NEW YORK ( TheStreet) -- Harvard Bioscience (Nasdaq: HBIO) has been downgraded by TheStreet Ratings from buy to hold. The company's strengths can be seen in multiple areas, such as its largely solid financial position with reasonable debt levels by most measures, expanding profit margins and solid stock price performance. However, as a counter to these strengths, we also find weaknesses including deteriorating net income, disappointing return on equity and weak operating cash flow. Highlights from the ratings report include:
- HBIO's debt-to-equity ratio is very low at 0.17 and is currently below that of the industry average, implying that there has been very successful management of debt levels.
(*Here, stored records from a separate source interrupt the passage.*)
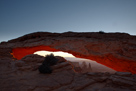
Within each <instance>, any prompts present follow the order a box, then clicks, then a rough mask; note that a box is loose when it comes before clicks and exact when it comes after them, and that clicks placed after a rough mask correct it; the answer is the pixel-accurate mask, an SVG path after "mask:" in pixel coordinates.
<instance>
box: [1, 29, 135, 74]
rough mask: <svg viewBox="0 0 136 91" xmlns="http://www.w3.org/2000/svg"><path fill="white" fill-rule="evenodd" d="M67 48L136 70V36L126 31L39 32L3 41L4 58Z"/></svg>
mask: <svg viewBox="0 0 136 91" xmlns="http://www.w3.org/2000/svg"><path fill="white" fill-rule="evenodd" d="M40 50H46V51H64V52H69V53H71V54H73V55H74V56H76V57H80V58H87V59H91V60H94V61H97V62H99V63H101V64H104V65H106V66H108V67H110V68H112V69H114V70H117V71H123V72H131V73H136V36H131V35H129V34H126V33H75V32H66V33H49V32H36V33H31V34H27V35H24V36H21V37H19V38H16V39H13V40H9V41H8V42H2V43H1V44H0V57H1V58H2V57H7V56H8V57H10V58H11V57H14V58H16V59H18V60H20V59H21V58H22V57H24V56H26V55H28V54H33V53H34V52H36V51H40Z"/></svg>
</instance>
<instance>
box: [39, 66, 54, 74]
mask: <svg viewBox="0 0 136 91" xmlns="http://www.w3.org/2000/svg"><path fill="white" fill-rule="evenodd" d="M39 72H40V73H44V74H45V73H48V74H49V73H52V69H51V68H50V66H48V65H40V66H39Z"/></svg>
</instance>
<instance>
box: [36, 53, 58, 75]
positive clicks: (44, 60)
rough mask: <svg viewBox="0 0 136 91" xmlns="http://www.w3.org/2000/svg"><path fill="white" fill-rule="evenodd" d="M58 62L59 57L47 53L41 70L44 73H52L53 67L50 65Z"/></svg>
mask: <svg viewBox="0 0 136 91" xmlns="http://www.w3.org/2000/svg"><path fill="white" fill-rule="evenodd" d="M57 62H58V59H57V58H55V57H54V55H53V54H50V55H46V57H45V59H44V61H43V63H42V65H40V66H39V68H38V69H39V72H40V73H44V74H46V73H47V74H49V73H52V69H51V67H50V66H53V65H55V64H57Z"/></svg>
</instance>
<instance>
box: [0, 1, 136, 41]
mask: <svg viewBox="0 0 136 91" xmlns="http://www.w3.org/2000/svg"><path fill="white" fill-rule="evenodd" d="M100 30H102V31H104V32H125V33H129V34H131V35H136V0H0V41H7V40H10V39H14V38H17V37H19V36H22V35H25V34H28V33H32V32H38V31H43V32H44V31H45V32H46V31H47V32H58V33H61V32H66V31H74V32H98V31H100Z"/></svg>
Along with this, the company maintains a quick ratio of 2.92, which clearly demonstrates the ability to cover short-term cash needs.
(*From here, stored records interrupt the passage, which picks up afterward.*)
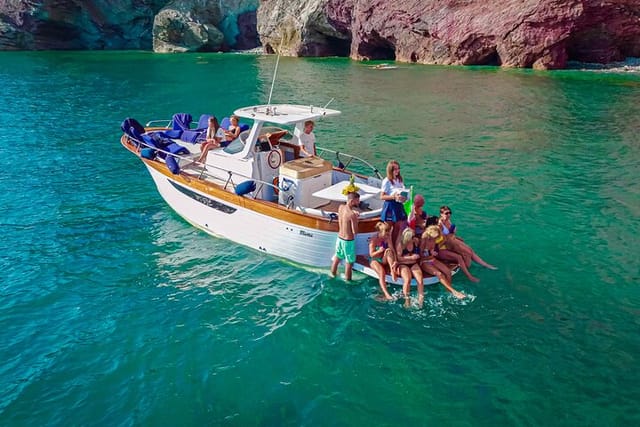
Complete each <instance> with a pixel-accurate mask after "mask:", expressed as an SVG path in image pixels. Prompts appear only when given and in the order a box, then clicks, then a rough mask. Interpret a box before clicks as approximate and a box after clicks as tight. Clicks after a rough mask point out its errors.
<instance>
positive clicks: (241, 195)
mask: <svg viewBox="0 0 640 427" xmlns="http://www.w3.org/2000/svg"><path fill="white" fill-rule="evenodd" d="M255 190H256V183H255V181H244V182H241V183H240V184H238V185H236V194H237V195H238V196H244V195H245V194H247V193H251V192H252V191H255Z"/></svg>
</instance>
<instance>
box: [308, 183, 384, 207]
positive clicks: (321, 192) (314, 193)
mask: <svg viewBox="0 0 640 427" xmlns="http://www.w3.org/2000/svg"><path fill="white" fill-rule="evenodd" d="M347 185H349V181H340V182H338V183H337V184H333V185H332V186H331V187H327V188H323V189H322V190H320V191H316V192H315V193H312V196H314V197H321V198H323V199H327V200H335V201H336V202H344V201H346V200H347V196H345V195H344V194H342V189H343V188H344V187H346V186H347ZM356 185H357V186H358V187H360V191H358V194H360V200H362V201H364V200H368V199H370V198H372V197H374V196H376V195H379V194H380V192H381V191H382V190H380V189H379V188H376V187H373V186H371V185H367V184H360V183H356Z"/></svg>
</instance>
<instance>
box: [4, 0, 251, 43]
mask: <svg viewBox="0 0 640 427" xmlns="http://www.w3.org/2000/svg"><path fill="white" fill-rule="evenodd" d="M257 6H258V0H175V1H167V0H87V1H78V0H27V1H20V0H0V49H4V50H8V49H24V50H41V49H151V48H152V46H153V48H154V50H156V51H158V52H185V51H208V50H213V51H216V50H225V49H230V48H233V49H248V48H253V47H256V46H257V45H258V37H257V33H256V22H255V16H256V9H257Z"/></svg>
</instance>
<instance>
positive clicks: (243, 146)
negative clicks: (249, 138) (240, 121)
mask: <svg viewBox="0 0 640 427" xmlns="http://www.w3.org/2000/svg"><path fill="white" fill-rule="evenodd" d="M220 145H221V146H223V147H224V148H223V150H224V152H225V153H229V154H236V153H239V152H241V151H242V149H243V148H244V144H243V143H242V141H240V138H236V139H234V140H233V141H231V142H228V141H227V145H226V146H224V145H222V144H220Z"/></svg>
- 46.30% is the gross profit margin for HARVARD BIOSCIENCE INC which we consider to be strong. Regardless of HBIO's high profit margin, it has managed to decrease from the same period last year. Despite the mixed results of the gross profit margin, HBIO's net profit margin of 0.10% is significantly lower than the same period one year prior.
- Return on equity has greatly decreased when compared to its ROE from the same quarter one year prior. This is a signal of major weakness within the corporation. In comparison to the other companies in the Life Sciences Tools & Services industry and the overall market, HARVARD BIOSCIENCE INC's return on equity is significantly below that of the industry average and is below that of the S&P 500.
- Net operating cash flow has decreased to $1.21 million or 34.66% when compared to the same quarter last year. In addition, when comparing the cash generation rate to the industry average, the firm's growth is significantly lower.